Por lo tanto, si uno no contempla el rostro de Dios, ¿de qué Dios va a hablar? De un Dios de
cartón. Si uno no experimenta el amor tremendo de Dios en su propia oración, ¿de qué amor
va a hablar a los demás?. Uno da y predica al Dios que ve, que ama; transmsite la fe que
tiene, no la que no tiene. No se puede dar la fe si no se posee; no se puede compartir un amor
falso, irreal ¿Tienes fe para repartir? ¿Tienes amor para compartir? ¿Tienes mensaje que te
quema por dentro? Entonces eres apóstol, porque eres hombre o mujer de oración.

Hay que orar con fe, para arrancar gracias a Dios. “Todo lo que orando pidiereis, creed que lo
recibiréis, y se os dará” Es una promesa de alguien que no engaña, ni puede engañar. Es un
reto que pocos aceptan.. Yo les puedo decir que, cuando he creído en esas palabras y he
tenido fe siquiera como un grano de mostaza, se realizaron las cosas, las que a mí y a otros
parecían imposibles.Ojalá que alguno de los que escuchan pudiera decir que ha hecho esa
misma experiencia. Yo sé que la fe funciona. Creo en la fe.

Como conclusión, deberíamos decir y sentir esta escueta frase: orar o morir... espiritualmente.

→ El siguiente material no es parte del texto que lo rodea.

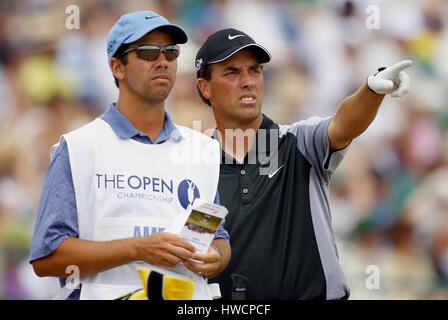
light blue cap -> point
(132, 26)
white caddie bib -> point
(125, 189)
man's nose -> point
(247, 80)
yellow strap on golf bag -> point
(159, 286)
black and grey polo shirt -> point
(280, 229)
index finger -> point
(400, 66)
(179, 241)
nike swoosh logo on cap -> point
(273, 173)
(235, 36)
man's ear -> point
(203, 87)
(117, 68)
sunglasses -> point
(151, 52)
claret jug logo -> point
(187, 193)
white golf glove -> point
(391, 80)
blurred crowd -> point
(390, 194)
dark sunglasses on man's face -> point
(151, 52)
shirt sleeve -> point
(221, 233)
(313, 143)
(56, 216)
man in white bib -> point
(117, 186)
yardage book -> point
(202, 224)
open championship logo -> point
(187, 193)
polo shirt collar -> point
(267, 127)
(125, 130)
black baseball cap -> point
(222, 44)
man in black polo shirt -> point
(275, 178)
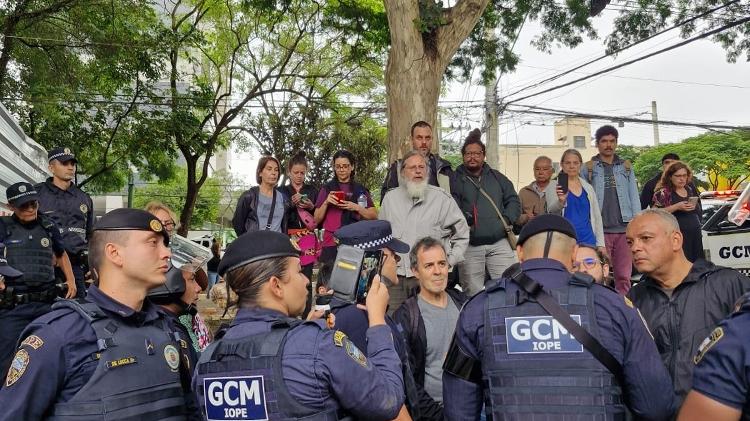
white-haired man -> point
(417, 209)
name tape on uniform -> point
(235, 398)
(540, 335)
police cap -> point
(21, 193)
(125, 219)
(61, 154)
(254, 246)
(544, 223)
(370, 236)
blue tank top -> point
(578, 212)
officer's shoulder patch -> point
(354, 353)
(33, 341)
(17, 367)
(338, 338)
(708, 343)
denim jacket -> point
(627, 188)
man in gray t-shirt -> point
(428, 320)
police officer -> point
(33, 246)
(112, 355)
(70, 208)
(352, 319)
(509, 349)
(721, 385)
(270, 365)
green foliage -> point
(711, 156)
(320, 133)
(170, 191)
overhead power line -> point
(675, 26)
(531, 109)
(629, 62)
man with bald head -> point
(681, 301)
(508, 342)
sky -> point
(693, 83)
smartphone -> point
(562, 181)
(353, 272)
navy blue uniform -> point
(622, 332)
(723, 362)
(14, 320)
(57, 357)
(73, 212)
(321, 371)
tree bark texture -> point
(416, 64)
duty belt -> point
(9, 299)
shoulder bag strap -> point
(508, 230)
(273, 207)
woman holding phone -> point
(342, 201)
(575, 199)
(678, 196)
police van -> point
(726, 232)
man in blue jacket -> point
(616, 190)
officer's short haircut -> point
(246, 281)
(403, 165)
(665, 218)
(99, 240)
(419, 123)
(423, 244)
(560, 242)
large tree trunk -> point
(416, 64)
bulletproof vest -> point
(535, 369)
(30, 251)
(138, 372)
(241, 378)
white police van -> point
(726, 232)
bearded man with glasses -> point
(590, 260)
(33, 245)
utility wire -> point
(531, 109)
(559, 75)
(629, 62)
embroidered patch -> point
(354, 352)
(17, 367)
(172, 357)
(121, 362)
(33, 341)
(338, 338)
(155, 225)
(708, 343)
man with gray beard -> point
(417, 209)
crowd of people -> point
(487, 302)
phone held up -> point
(353, 272)
(562, 181)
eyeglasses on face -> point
(29, 205)
(586, 262)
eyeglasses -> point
(587, 262)
(395, 256)
(29, 205)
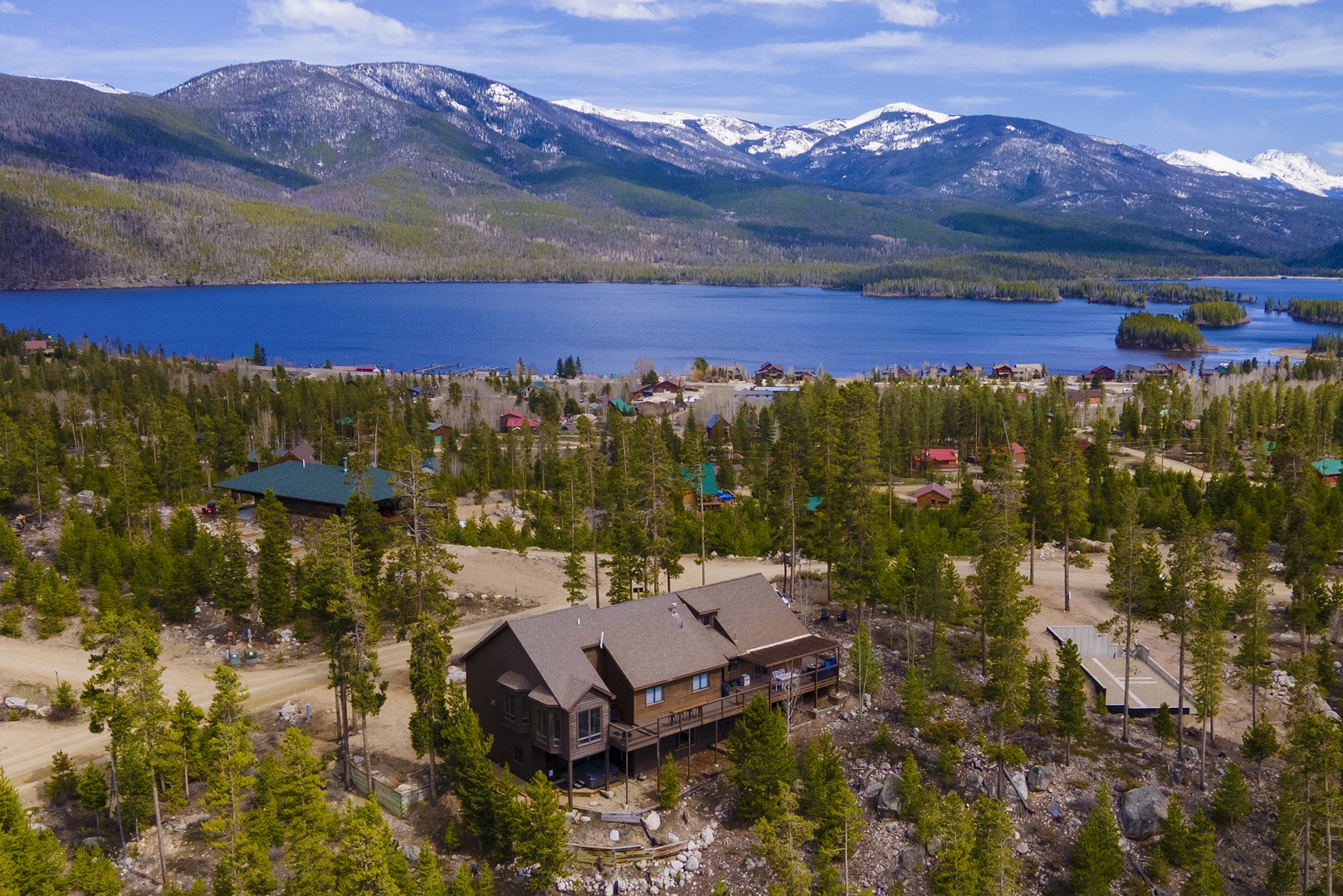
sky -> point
(1233, 75)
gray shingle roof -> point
(647, 641)
(750, 611)
(316, 483)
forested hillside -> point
(291, 173)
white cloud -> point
(917, 14)
(341, 17)
(622, 10)
(1115, 7)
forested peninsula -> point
(1165, 332)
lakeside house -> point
(938, 458)
(623, 685)
(315, 489)
(510, 421)
(932, 496)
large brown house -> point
(629, 683)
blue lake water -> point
(610, 325)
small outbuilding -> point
(932, 494)
(315, 489)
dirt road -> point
(26, 747)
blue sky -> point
(1233, 75)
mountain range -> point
(402, 169)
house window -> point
(590, 724)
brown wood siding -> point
(677, 696)
(501, 653)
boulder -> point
(1040, 778)
(889, 796)
(1142, 811)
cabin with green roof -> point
(316, 489)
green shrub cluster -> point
(1158, 331)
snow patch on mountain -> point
(91, 85)
(1299, 171)
(1292, 169)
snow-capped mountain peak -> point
(91, 85)
(1299, 171)
(1293, 169)
(675, 119)
(906, 108)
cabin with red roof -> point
(938, 458)
(510, 421)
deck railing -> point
(779, 685)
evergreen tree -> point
(428, 878)
(93, 790)
(779, 840)
(669, 783)
(228, 768)
(864, 664)
(1260, 743)
(763, 761)
(914, 696)
(1208, 655)
(1205, 878)
(1071, 698)
(430, 650)
(65, 779)
(1252, 617)
(1096, 860)
(1174, 833)
(365, 864)
(93, 874)
(826, 800)
(956, 871)
(232, 585)
(274, 594)
(995, 863)
(540, 837)
(1232, 798)
(1038, 674)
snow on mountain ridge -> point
(877, 134)
(91, 85)
(1293, 169)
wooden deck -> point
(625, 737)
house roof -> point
(1329, 466)
(315, 483)
(750, 611)
(652, 640)
(932, 488)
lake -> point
(610, 325)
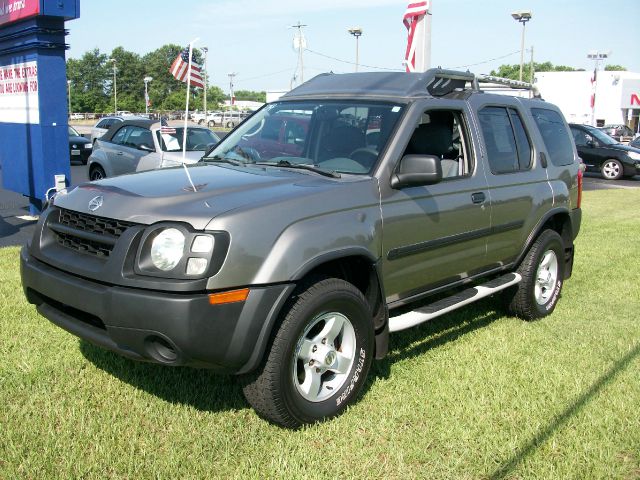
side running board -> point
(445, 305)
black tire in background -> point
(542, 272)
(96, 172)
(282, 389)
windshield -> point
(198, 139)
(601, 136)
(335, 136)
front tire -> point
(612, 169)
(542, 272)
(319, 358)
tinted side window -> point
(522, 141)
(499, 140)
(554, 133)
(120, 136)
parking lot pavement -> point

Conclusión: Cuando un hombre pierde muchas cosas , o todas, pero aún le que da su
perseverancia, su valor, puede rehacerse completamente. Si uno tiene preseverancia, puede
prescindir muy bien de otras cualidades, Ahí puede estar tu poder.
A la hora de anlizar el éxito de los grandes hombres, en la mayoría de los casos, se debió a la
persistencia y a la concentración de esfuerzo, a la exactitud de propósitos. Yo no sé si será una
ley espiritual consistente en esto: “A quien pone estos medios Dios le concede llegar al éxito”.

La tenacidad nada tiene que ver con :”me gusta, encantaría, me amuero de ganas”. Es una
cosa muy distinta. El presidente Calvin Coolidge decía: “Nada en el mundo puede sustituir a la
perseverancia. El talento no puede hacerlo: Nada más frecuente que el fracaso de los hombres
talentosos. La instrucción tampoco: El mundo está lleno de pelagatos instruidos. La
perseverancia y la determinación son, por sí solas, omnipotentes. El lema: “persevera” ha
resuelto y siempre resolverá los problemas de la raza humana”.